OEUVRONS DONC POUR QUE LA MATIÈRE PASSE DANS CHACUNE DES MAISONS DU SOLEIL - ŒUVRE AU BLANC

 
 
 


          Nous l'avons dit : l'Alchimie est un Arcane, il est donc incontournable de travailler sur soi-même, sur ses pensées. Et comment prétendre, pouvoir travailler sur les métaux avec de vieilles conceptions erronées ? Comment pouvoir prétendre transmuter les métaux sans être capable de transmuter ses pensées ? Si on y regarde bien, le principal obstacle dans cette science n'est pas l'obscurité des écrits, mais bien nos partis pris, nos préjugés, nos pensées déterminées ou plutôt prédéterminées.

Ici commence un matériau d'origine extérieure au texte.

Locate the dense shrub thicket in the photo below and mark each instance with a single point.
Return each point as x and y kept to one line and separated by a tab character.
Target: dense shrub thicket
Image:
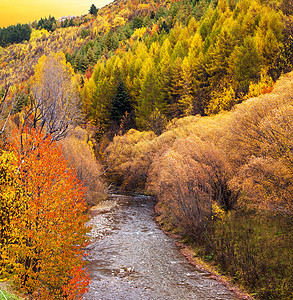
226	182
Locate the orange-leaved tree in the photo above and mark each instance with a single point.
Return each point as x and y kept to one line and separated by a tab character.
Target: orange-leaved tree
46	235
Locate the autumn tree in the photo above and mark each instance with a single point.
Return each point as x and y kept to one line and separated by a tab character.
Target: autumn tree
55	101
43	220
120	103
93	10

Lors du dernier Conseil je vous ai fait voyager dans les secrets de l'Oeuvre au Noir. Abordons ce soir les mystères de l'Oeuvre au Blanc....

1 - La Fixation - Œuvre au blanc - élément Air : La coagulation dans l'œuvre au Noir et la fixation dans l'œuvre au Blanc sont les deux grands instruments de la Nature et de l'Art. La Fixation qualifie la manipulation qui change un élément volatil en une substance fixe. Elle désigne plus particulièrement une phase du Grand Œuvre, celle de la cuisson de la matière que la putréfaction a décomposée.

Mais c'est aussi dans le signe des Gémeaux que l’alchimie parle de la rosée de mai, le sel philosophique au moment où il se liquéfie, chaque cristallisation formant comme une goutte d’eau sous l’effet de l’humidité de l’air.

C’est un processus qui se produit vers le haut. Action ou opération par laquelle on rend fixe une chose volatile de sa nature. Le principe de la fixation est un sel fixe et la digestion à un feu convenable. Fixer, c’est changer un sel volatil en sel fixe, de manière qu’il ne s’évapore et ne se sublime plus. C’est aussi l’empêcher de redescendre ! La fixation est l’établissement des limites appropriées des trois principes ; Mercure, Soufre et Sel. C’est la suppression de la confusion sur les fonctions propres des trois principes.

Dans cet espace qui évoque la mythologie grecque, les Gémeaux sont associés à Castor et Pollux. Selon la légende, l'un est fils de Zeus (le roi des dieux), l'autre fils de Tyndare (le roi de Sparte). Ce sont des dieux jumeaux qui viennent en aide aux humains qui se trouvent dans des situations difficiles (Toumin). Situation que l'on retrouve dans le quatrième chapitre de la Genèse qui rapporte l’histoire d’Abel et Caïn, fils d'Adam et d'Eve. On retrouve aussi cette rivalité agriculteur/pasteur dans les mythes sumériens qui mettent en conflit Enmesh et Entan ou Lahar et Ashnan mais cette fois favorables au berger. Une façon de montrer du doigt la création du temps par le questionnement.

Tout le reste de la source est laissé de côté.